McKenna is also in GLAS and the Curlew Conservation Programme and said that a lot of people have this idea that farmers don’t give a damn about the environment. “We do, I’m making an effort at that.”
McKenna is one of a number of landowners working with local stakeholders such as the River Blackwater Catchment Trust and the local group water scheme to improve Slieve Beagh and the River Blackwater.
The trust, a registered charity, operates on both sides of the border and covers Armagh, Tyrone and Monaghan.
Alan McCabe, from the River Blackwater Catchment Trust, told the Irish Farmers Journal that it has a lot of projects that are “shovel ready”.
Most recently, it was granted €7,500 in funding from the National Parks and Wildlife Service to complete the removal of approximately 50ha of self-seeding conifers and rhododendron within the Slieve Beagh special protection area (SPA).

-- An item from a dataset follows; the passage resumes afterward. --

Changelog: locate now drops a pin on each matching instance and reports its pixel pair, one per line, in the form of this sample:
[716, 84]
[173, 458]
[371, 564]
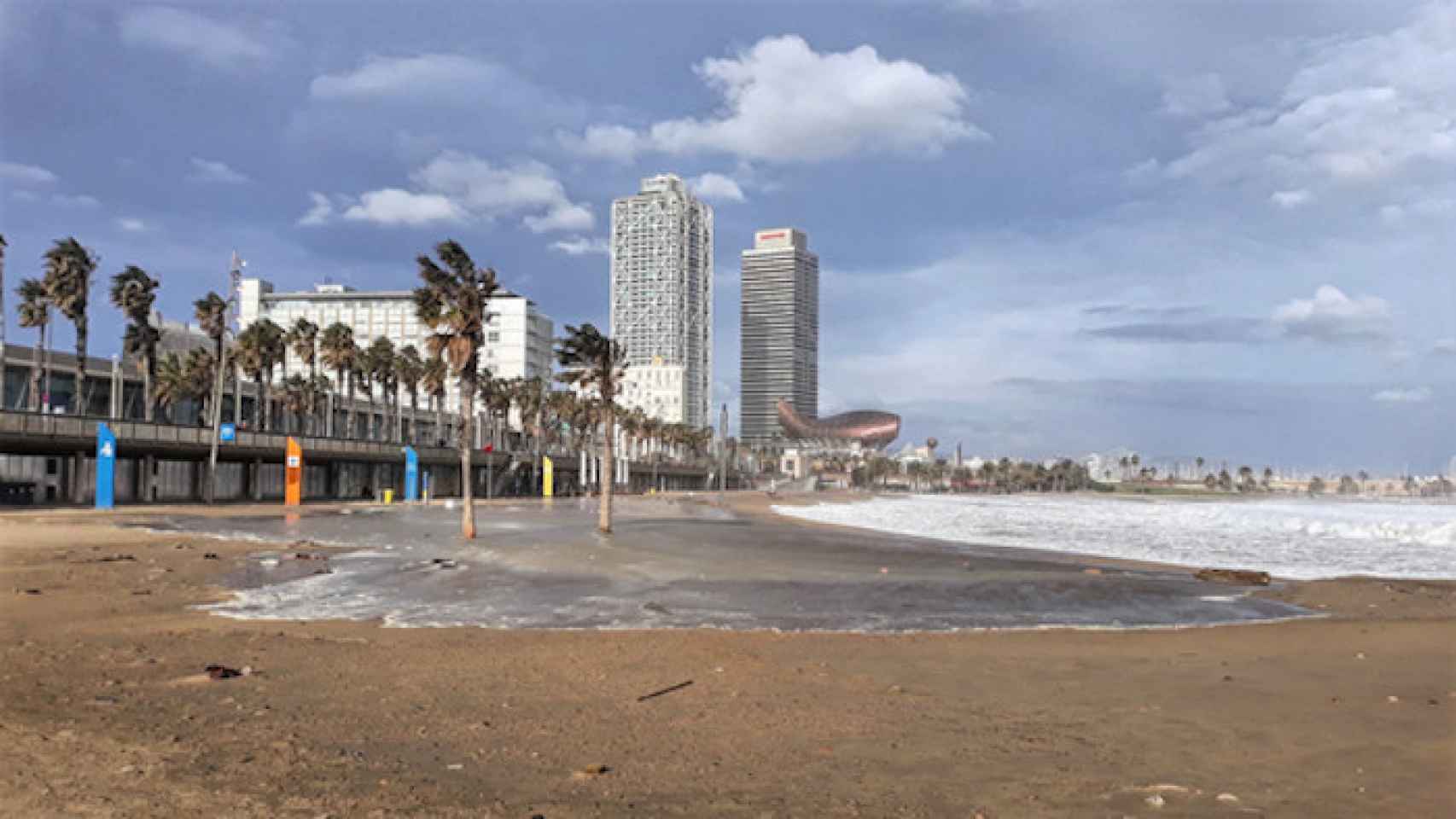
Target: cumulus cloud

“This is for phase two of the project,” McCabe said. “Self-seeding Sitka spruce has moved on to the bog from the plantation. This changes the hydrology of the mountain, they suck the moisture out of the ground and create a habitat that is good for other invasive species, such as rhododendron, to grow. Ground nesting birds don’t like to nest here then.
“Each tree we take out increases the ground nesting area,” McCabe said.
Phase one of the clearing project took place in 2018-2019, with the trust approaching private landowners and asking them could they remove invasive species off their land.
“A contractor got 70ha to 80ha cleared. It has completely transformed the area on the mountain. Where we did that work, we have a pair of hen harriers now. Last year on the Republic of Ireland side we had five pairs, and seven pairs on the Northern Ireland side,” he said.
Work on phase two of the clearing will begin in September/October, where there is an area with a higher concentration of rhododendron. The NPWS is fully supporting the work.
Aside from the collars on Pat McKenna’s cattle, the trust is also fencing off watercourses on the mountain, has a project on weed licking and is putting in drinkers on the mountain for cattle with the Tydavnet water scheme.
“We have had brilliant buy-in from farmers, we have some ringing us asking ‘will you please come to my farm’,” McCabe said.